A Comissão Europeia divulgou hoje em comunicado que a nova estratégia, que deverá ser aprovada no Conselho Europeu, quinta e sexta-feira, em Bruxelas, "marca uma nova era" nas relações entre a UE e África e o início "de uma nova parceria entre os dois continentes". A iniciativa pretende promover o diálogo com a União Africana (UA) e com as organizações regionais do continente e a nível de acções concretas a aposta será nas áreas de infra-estruturas, energia e telecomunicações.
O novo plano, apresentado em Outubro pela Comissão, prevê um investimento suplementar de 10.000 milhões de euros por ano e foi, pela primeira vez, definido em conjunto com os países africanos e com as organizações regionais.
Além das apostas principais, a UE pretende promover o desenvolvimento do sector privado e do comércio entre países africanos e canalizar ajudas específicas para a luta contra a SIDA e outras doenças, para promover a boa governação e desenvolver mecanismos de paz e segurança a cargo da UA e de organizações regionais.
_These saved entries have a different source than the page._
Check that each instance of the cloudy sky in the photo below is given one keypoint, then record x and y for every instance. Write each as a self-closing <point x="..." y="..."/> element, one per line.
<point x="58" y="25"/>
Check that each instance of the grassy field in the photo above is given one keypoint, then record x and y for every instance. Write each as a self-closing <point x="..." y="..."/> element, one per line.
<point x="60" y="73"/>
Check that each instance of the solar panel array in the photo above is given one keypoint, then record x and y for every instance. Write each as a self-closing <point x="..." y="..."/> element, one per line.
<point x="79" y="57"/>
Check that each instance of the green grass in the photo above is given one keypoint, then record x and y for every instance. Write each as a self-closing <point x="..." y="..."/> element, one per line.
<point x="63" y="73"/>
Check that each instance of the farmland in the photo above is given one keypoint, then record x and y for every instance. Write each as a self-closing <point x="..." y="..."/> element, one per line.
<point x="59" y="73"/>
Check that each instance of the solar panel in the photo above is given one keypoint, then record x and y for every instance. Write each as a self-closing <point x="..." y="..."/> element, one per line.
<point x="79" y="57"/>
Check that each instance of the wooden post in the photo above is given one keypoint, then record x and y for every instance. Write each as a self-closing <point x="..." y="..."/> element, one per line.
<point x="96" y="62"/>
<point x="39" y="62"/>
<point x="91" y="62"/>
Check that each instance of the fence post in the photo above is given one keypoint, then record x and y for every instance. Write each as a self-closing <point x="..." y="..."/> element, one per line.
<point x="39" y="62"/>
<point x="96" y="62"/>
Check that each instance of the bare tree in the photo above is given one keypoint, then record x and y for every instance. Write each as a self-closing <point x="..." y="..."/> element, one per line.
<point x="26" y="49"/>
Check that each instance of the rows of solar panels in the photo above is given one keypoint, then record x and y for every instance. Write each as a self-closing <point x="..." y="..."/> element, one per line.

"A Europa acaba de demonstrar claramente que deseja modificar a maneira como negoceia, trabalha e coopera com África. A nossa relação baseia-se num diálogo político estável entre iguais", indicou o comissário europeu para o Desenvolvimento e Ajuda Humanitária, Louis Michel.
Segundo o comissário, deve evitar-se uma relação "paternalista", porque o objectivo "não é substituir os países, mas sim reforçar as suas capacidades e a boa governação".
A Comissão acrescentou que "as conversações com os países africanos e as organizações estão a converter esta estratégia em projectos concretos para aumentar a estabilidade, promover o crescimento económico e reduzir a pobreza".